Some people with long Covid symptoms are having to wait more than four months for treatment, according to a group of MPs.
The All-Party Parliamentary Group (APPG) on Coronavirus has urged health secretary Matt Hancock to act after it found some of the long Covid clinics promised by the government had not yet opened. This had created a “shameful postcode lottery” for care, they suggested.
Freedom of Information requests made by the group of MPs found some patients suffering the long-term effects of Covid-19 were waiting as long as 127 days for treatment after being referred to a specialist clinic. Others waited just four days.
It was also critical of the fact that some of the areas the government lists as providing long Covid care did not have facilities up and running, or there were no firm plans to.
Two sites in Scarborough and Rotherham had no clinic operating or planned, while another five trusts had not been able to set them up before the end of March.
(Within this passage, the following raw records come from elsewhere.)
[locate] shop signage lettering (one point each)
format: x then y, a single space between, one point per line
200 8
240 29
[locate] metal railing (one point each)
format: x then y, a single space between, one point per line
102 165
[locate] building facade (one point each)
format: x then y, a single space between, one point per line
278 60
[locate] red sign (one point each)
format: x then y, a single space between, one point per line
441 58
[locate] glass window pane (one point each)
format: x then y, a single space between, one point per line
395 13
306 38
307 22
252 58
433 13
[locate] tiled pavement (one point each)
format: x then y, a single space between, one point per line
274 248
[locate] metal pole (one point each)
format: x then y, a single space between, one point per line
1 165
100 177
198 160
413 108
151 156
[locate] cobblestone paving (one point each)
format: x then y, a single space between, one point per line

In Bolton, a long Covid clinic was “on hold”.
More than 60 long Covid clinics, which aim to provide specialist care, were pledged by the government last year.
As of 31 March 2021, 7,835 patients had been referred to long Covid clinics at the 19 trusts which provided data on referrals to the APPG – an average of 412 per trust.
Layla Moran MP, char of the APPG, said that Hancock should personally apologise to the long Covid patients who are having to wait “months on end” for treatment.
“Matt Hancock must come before parliament and clarify why it appears that some long Covid clinics are still not up and running, despite having been promised months ago,” she said.
“These figures expose the shameful postcode lottery of care facing those suffering with long Covid.”
Last month, an employment law specialist warned that organisations may need to treat those with long Covid as if they have a disability and make adjustments on a case-by-case basis.
The Office for National Statistics estimates that 1.1 million people in the UK are living with long Covid. Some 674,000 said this affected their everyday life and almost 196,000 said it affected their day-to-day activities a lot.